次日,刘彻和我前往长乐宫给皇太后请安,一同聆听皇太后的教导,皇太后于长乐宫亲设家宴,宴请的是后宫嫔御和身在长安的皇家亲眷,共同为新立的皇后道喜。
第三日,在文武百官的陪同下,帝后一同前往太庙祭祀,告慰先祖,再次接受群臣百姓恭贺,至此,隆重盛大的封后典礼便在这一片群声鼎沸的祝贺声中落下帷幕。
一个月后,借着立后的余庆,我亲赐东儿宗籍,将其许配给已是期门郎的豆如意,并在椒房殿为其送嫁。
两个月后,披香殿的盖姬平安诞下一女,未央宫再添一喜,盖姬是宫婢出身,按规矩是不能抚养公主的,所以四公主名义上交由余姬抚养,余姬位分晋为良人,盖姬的位分不动,但同为母亲,也不忍见其母女分离,便依旧让她住披香殿,与余姬一同抚养公主。

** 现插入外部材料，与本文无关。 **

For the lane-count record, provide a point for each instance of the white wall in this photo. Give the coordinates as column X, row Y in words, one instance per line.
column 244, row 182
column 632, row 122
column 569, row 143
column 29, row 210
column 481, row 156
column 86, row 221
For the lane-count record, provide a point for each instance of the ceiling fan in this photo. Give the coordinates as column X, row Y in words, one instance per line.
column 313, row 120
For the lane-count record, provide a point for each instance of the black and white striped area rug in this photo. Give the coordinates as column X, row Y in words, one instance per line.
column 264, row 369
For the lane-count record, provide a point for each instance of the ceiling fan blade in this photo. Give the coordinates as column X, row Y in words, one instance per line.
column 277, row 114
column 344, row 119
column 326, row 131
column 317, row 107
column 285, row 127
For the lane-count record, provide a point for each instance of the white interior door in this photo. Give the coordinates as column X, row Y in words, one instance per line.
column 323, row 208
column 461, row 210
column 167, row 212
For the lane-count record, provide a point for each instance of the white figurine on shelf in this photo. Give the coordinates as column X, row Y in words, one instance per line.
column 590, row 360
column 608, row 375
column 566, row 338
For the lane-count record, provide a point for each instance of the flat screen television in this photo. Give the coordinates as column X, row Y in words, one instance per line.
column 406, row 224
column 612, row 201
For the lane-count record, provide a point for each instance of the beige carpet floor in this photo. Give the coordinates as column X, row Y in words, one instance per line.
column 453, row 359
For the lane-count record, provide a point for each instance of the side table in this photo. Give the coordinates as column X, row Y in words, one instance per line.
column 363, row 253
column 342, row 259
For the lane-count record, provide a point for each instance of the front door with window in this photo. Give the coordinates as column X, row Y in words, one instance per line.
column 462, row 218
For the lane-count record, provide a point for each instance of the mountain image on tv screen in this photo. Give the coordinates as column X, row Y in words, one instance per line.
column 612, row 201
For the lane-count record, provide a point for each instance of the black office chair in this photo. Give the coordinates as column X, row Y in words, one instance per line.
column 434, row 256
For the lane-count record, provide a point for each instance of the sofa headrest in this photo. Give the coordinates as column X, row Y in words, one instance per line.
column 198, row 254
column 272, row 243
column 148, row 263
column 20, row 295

一日,我带着孩子去披香殿看望四公主,辇舆行走在永巷那条长巷里,忽听得有宫人在唱小曲,曲调哀婉悠扬,让人闻之凄然,心生好奇,便着内侍程飞去打听。
程飞行事迅速,待我从披香殿出来,便已经有了结果,递给我一卷竹简道:“奴婢打听清楚,这首曲子叫长门赋,是长门宫那位花重金请司马相如所做的。”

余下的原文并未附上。